1st August 2025
Med Check started as a game jam project, but what it became in version two was something much more personal — a metaphor for what it feels like to live with chronic conditions, anxiety, and the grind of invisible routines.
This version took the core concept — monitoring your health under pressure — and reframed it as a procedural navigation game, where the player must collect medication and avoid unpredictable threats.
It’s a game about routine, but it’s also a game about tension, and what happens when the world makes even basic self-care feel like an obstacle course.
Emotion First, Mechanics Second:
The emotional intent shaped every design decision.
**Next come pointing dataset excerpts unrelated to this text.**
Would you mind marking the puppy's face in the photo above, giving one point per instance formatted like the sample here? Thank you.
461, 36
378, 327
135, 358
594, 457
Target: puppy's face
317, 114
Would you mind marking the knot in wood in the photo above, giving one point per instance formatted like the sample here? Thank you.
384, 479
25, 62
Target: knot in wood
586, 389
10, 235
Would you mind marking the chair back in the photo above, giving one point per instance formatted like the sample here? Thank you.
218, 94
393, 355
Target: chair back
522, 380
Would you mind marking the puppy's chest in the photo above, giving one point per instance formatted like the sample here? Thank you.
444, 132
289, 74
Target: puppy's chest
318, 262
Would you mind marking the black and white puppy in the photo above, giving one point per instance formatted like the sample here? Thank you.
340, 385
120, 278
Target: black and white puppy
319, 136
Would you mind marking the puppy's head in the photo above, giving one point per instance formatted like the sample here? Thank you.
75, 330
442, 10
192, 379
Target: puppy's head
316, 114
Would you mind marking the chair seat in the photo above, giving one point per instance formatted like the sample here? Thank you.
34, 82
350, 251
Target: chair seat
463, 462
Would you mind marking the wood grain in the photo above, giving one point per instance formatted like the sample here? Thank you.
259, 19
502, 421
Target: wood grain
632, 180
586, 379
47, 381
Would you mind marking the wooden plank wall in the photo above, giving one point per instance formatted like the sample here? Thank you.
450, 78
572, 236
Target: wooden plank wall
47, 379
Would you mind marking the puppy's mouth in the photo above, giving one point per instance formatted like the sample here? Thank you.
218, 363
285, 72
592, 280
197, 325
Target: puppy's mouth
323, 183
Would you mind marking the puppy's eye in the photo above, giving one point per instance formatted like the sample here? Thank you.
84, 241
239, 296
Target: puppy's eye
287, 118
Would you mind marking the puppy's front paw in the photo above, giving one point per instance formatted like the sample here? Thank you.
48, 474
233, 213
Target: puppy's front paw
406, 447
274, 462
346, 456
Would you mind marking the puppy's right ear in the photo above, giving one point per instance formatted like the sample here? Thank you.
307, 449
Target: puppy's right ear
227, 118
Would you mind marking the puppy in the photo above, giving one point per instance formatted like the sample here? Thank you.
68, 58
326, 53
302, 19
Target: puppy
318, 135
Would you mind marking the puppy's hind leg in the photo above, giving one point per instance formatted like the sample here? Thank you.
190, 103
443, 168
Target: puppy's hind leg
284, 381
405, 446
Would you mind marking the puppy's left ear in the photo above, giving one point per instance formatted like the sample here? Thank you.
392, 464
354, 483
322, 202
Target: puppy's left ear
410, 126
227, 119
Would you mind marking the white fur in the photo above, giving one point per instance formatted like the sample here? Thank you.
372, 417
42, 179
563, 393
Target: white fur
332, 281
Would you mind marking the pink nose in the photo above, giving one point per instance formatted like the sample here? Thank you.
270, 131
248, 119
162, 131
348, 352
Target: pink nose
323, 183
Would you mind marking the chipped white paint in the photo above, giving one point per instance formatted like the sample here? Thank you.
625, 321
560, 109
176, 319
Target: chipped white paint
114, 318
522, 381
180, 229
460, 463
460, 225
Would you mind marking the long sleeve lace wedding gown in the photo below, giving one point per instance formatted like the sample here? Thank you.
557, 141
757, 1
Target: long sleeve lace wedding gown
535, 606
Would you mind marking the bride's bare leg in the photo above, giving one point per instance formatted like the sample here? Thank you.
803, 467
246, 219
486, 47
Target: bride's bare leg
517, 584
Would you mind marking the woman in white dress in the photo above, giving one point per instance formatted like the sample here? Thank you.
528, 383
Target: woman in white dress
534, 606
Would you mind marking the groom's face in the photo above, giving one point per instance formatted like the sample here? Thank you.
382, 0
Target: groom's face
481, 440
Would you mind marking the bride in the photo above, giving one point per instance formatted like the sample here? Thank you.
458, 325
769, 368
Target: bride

I wanted players to feel repetition, pressure, and unpredictability — and those feelings were baked into the mechanics.
A World That Resets, But Never Relieves:
Each time a game starts, the player starts in a procedurally generated layout. Somewhere out there is their required medication. Between them and that medication? Enemies — abstracted fears or systems — who don’t follow predictable paths and whose presence becomes harder and harder to avoid.
Lessons in Emotional Systems Design:
Emotion can emerge from mechanical interactions if you frame them with care. None of this required cutscenes or dialogue — just intentional systems, shaped by lived experience. Med Check is a game I made to understand and process how I was feeling at a time where just getting through the day was all anyone could do — and players tell me it resonates with them, too.